Le clocher de Saint-Sauveur-sur-Tinée est un cas particulier et semble avoir été bâti en 1784.

Les Frères Mineurs de l’Observance ont probablement introduit en Corse l’usage du clocher triangulaire d’influence niçoise en y ajoutant une touche personnelle, avec toutefois une influence génoise (voir Latte et Camporosso), surtout pour Corte qui semble être l’apothéose du clocher triangulaire baroque. Il peut être daté des alentours de 1760.

Les clochers d’Oletta et d’Olmeta di Tuda peuvent être datés du début du XIXe s. Ils possèdent des clochers doubles installés de part et d’autre de leur façade.

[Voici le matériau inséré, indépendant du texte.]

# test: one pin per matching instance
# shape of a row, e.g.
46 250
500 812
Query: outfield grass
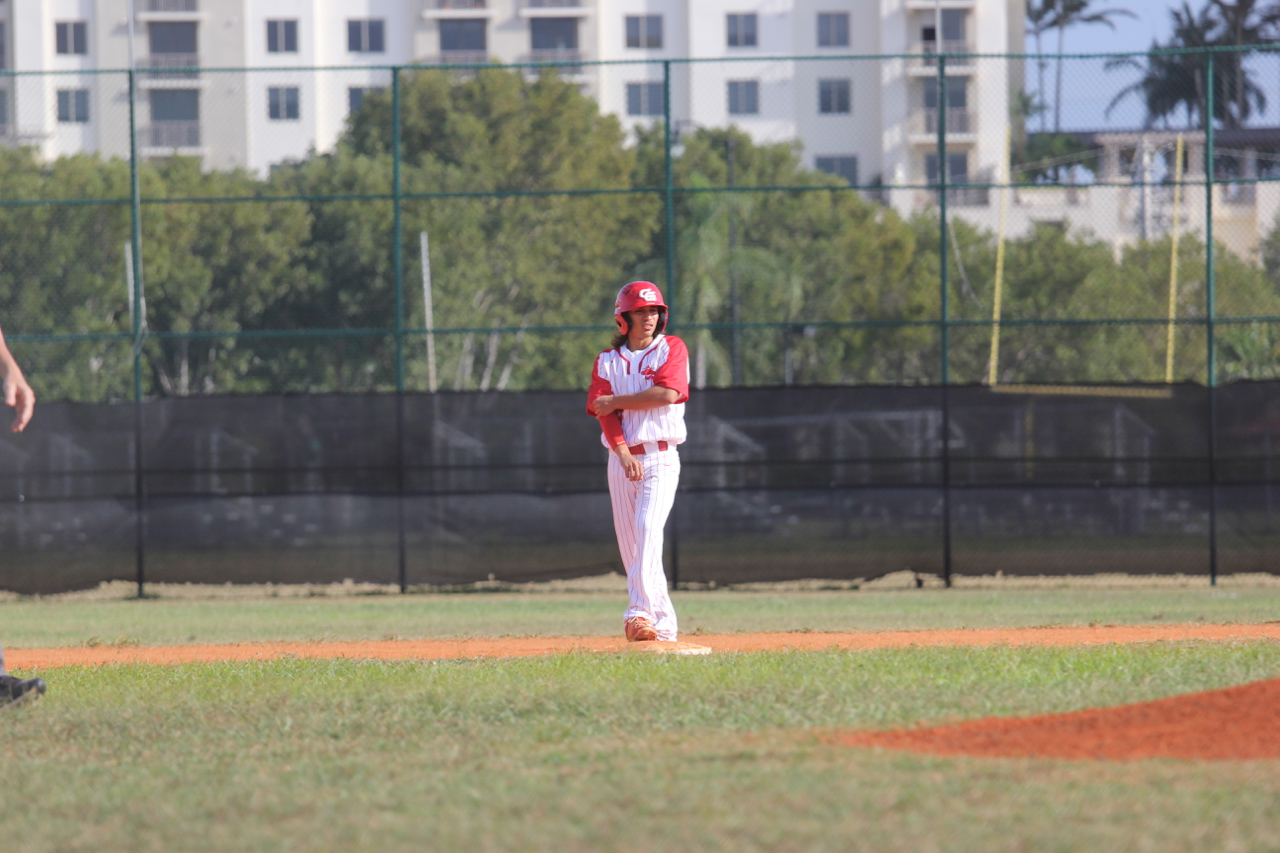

À Cantaron, le clocher de la chapelle Saint-Joseph (1789) utilise un triangle équilatéral sur une structure originale. Curieusement, nous assistons également à un retour vers le triangle équilatéral et surtout vers le lieu d’origine, Châteauneuf-Villevieille ; en effet, à l’origine, Cantaron dépendait de Châteauneuf-Villevieille, et ce jusqu’en 1823.

Camporosso, dépendant du comté de Nice, suit difficilement ce retour au triangle équilatéral.

Murato, 1880, semble avoir bénéficié d’une conception toute particulière.

Saint-Paul-de-Vence, Pass Prest, 1882, semble être le dernier clocher construit.

Les clochers triangulaires, après leur naissance en 1594 à Châteauneuf-Villevieille, ont ainsi suivi un long périple, en essaimant des petits groupes de clochers en Provence, en Italie et en Corse, avant de venir terminer leur cycle pratiquement à leur point de départ.

Comment se fait-il qu’ils soient si peu connus ? Cela tient certainement au fait qu’ils offrent toujours leur meilleur côté au regard, dissimulant le mur diagonal ; ainsi on ne voit pas leur triangularité. Cela n’est pas étonnant dans une région où, depuis l’époque romaine, le trompe-l’œil est couramment utilisé.

En conclusion, il semblerait que cette technique, née dans le comté de Nice puisque c’est là que se trouvent les premiers clochers de ce type, ait débordé en France, en Italie et en Corse. L’ensemble de ces clochers mérite un classement particulier, car il semble unique au monde. On peut en accorder la paternité aux compagnons maçons d’origine piémontaise qui les ont construits dans la plupart des cas, la dispersion de cette technique revenant aux confréries de Pénitents Blancs qui la firent connaître à tous leurs frères.

Evocation de la Ste Trinité :  
Les auteurs Italiens ont tendance à lier les clochers triangulaires avec une évocation du mystère de la Sainte Trinité. Cela mérite une étude plus approfondie.
Le style baroque a éliminé les frontons triangulaires des façades principales en les remplaçant par des frontons circulaires et en utilisant des moulures en forme de lobes.
 On peut donc considérer que, la période prébaroque jusqu'à 1650, a probablement échappé à cette évocation en construisant des clochers du type triangle rectangle isocèle selon la technique du Comté de Nice.
En revanche, la période Baroque classicisme en développant sur le Piémont et la Ligurie, de nombreux clochers du type triangle équilatéral, ce qui est la représentation habituelle de la Sainte Trinité, a pu remplacer la disparition du fronton triangulaire par le clocher triangulaire équilatéral.